Handling ssh to generic hostnames
(This idea is not from me, it's from R Francis Smith. It is just sufficiently nifty and wrong that I'm going to write it up for posterity.)
Suppose that you have a generic hostname, a hostname that either is
multiple machines (with multiple IP addresses) or a virtual host that
gets pointed to different physical machines from time to time. Further
suppose that inside your environment, your users ssh
to that machine,
or at least want to. The traditional problem with this is that for
good reasons ssh's host key checking will start
screaming about mismatching host keys the moment that you wind up
talking to a different physical machine that has, of course, different
host keys.
So, the ingenious evil solution for this problem is to have a Host
stanza for the generic hostname in your /etc/ssh/ssh_config
that
turns off the various ssh host key verification options, so that ssh
never even notices the mismatched host keys and thus never complains
about them. Yes, this is kind of unpleasant, but it is better than
the alternative (which is very close to not having useful generic
hostnames), and you can make it less risky by turning off password-based
authentication methods and other dangerous things.
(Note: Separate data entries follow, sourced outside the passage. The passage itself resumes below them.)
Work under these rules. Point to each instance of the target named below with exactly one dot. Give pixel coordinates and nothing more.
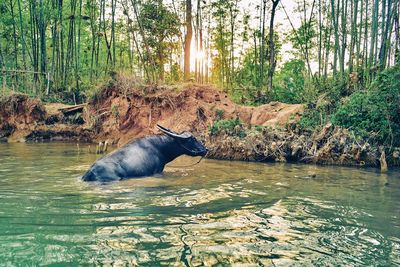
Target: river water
(215, 213)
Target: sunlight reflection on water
(226, 213)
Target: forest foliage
(339, 57)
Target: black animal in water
(144, 157)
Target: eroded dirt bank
(123, 110)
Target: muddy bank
(330, 146)
(123, 110)
(26, 119)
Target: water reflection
(216, 213)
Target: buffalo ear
(171, 133)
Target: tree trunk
(272, 62)
(188, 40)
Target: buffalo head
(187, 141)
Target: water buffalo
(145, 156)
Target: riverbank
(123, 110)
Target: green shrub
(374, 113)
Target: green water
(215, 213)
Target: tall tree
(188, 39)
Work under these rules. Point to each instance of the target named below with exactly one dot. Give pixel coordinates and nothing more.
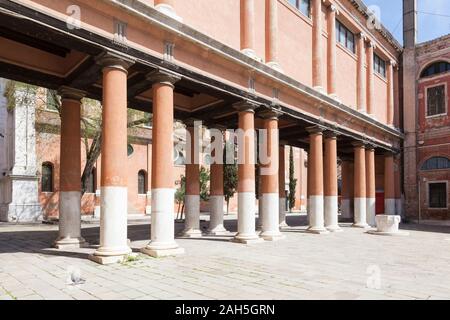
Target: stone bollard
(387, 225)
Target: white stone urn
(387, 225)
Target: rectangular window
(379, 65)
(304, 6)
(436, 100)
(437, 194)
(52, 101)
(345, 36)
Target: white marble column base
(371, 211)
(316, 215)
(246, 219)
(113, 226)
(69, 220)
(192, 214)
(162, 242)
(319, 89)
(399, 206)
(360, 213)
(389, 206)
(282, 213)
(216, 227)
(161, 253)
(70, 243)
(331, 213)
(346, 209)
(270, 217)
(109, 259)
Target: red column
(315, 181)
(317, 60)
(163, 193)
(70, 170)
(114, 198)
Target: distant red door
(379, 203)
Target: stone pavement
(347, 265)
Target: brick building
(426, 122)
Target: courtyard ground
(346, 265)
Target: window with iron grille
(436, 100)
(345, 36)
(379, 65)
(437, 195)
(304, 6)
(142, 182)
(47, 177)
(436, 163)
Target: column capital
(245, 105)
(346, 158)
(219, 127)
(114, 60)
(371, 43)
(358, 144)
(329, 134)
(71, 93)
(362, 36)
(271, 113)
(315, 129)
(163, 76)
(333, 8)
(189, 122)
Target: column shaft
(269, 180)
(347, 194)
(246, 174)
(389, 186)
(390, 94)
(70, 171)
(114, 195)
(248, 27)
(370, 186)
(192, 196)
(162, 225)
(361, 74)
(370, 80)
(216, 198)
(332, 51)
(272, 33)
(282, 185)
(317, 61)
(360, 186)
(315, 182)
(148, 208)
(330, 184)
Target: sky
(433, 17)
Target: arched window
(92, 181)
(130, 149)
(436, 163)
(142, 182)
(179, 158)
(435, 68)
(47, 177)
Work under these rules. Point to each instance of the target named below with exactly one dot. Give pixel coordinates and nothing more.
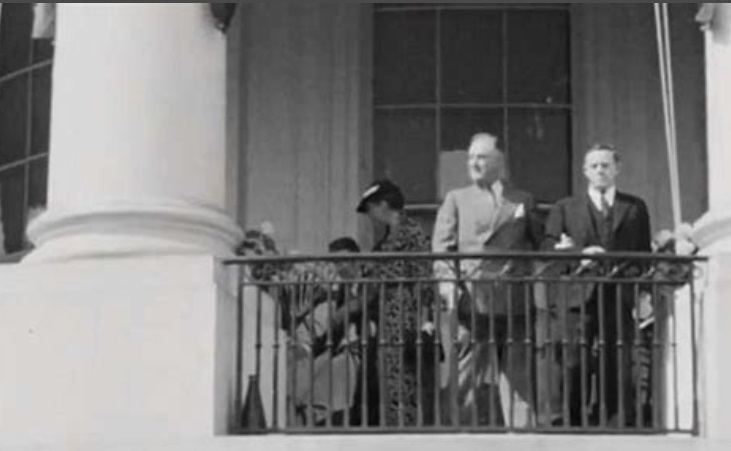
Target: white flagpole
(668, 101)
This is a somewhat limited solution to the problem, since it only works within your systems. But that's probably the only place that you want it to work anyways.
(The simple evil solution to the problem is to give all of the physical hosts for the generic hostname the same host key. You probably don't want to do this.)
Sidebar: how to turn off ssh's host key checking
The options that you want are:
StrictHostKeyChecking no UserKnownHostsFile /dev/null
With these set, ssh can do all of the host key checking it wants to but it's never going to get anywhere, and so never gets in the way.
(I will assume that the generic hostname is not in your global known hosts file, because there is no reason to put it there since it doesn't have a constant key.)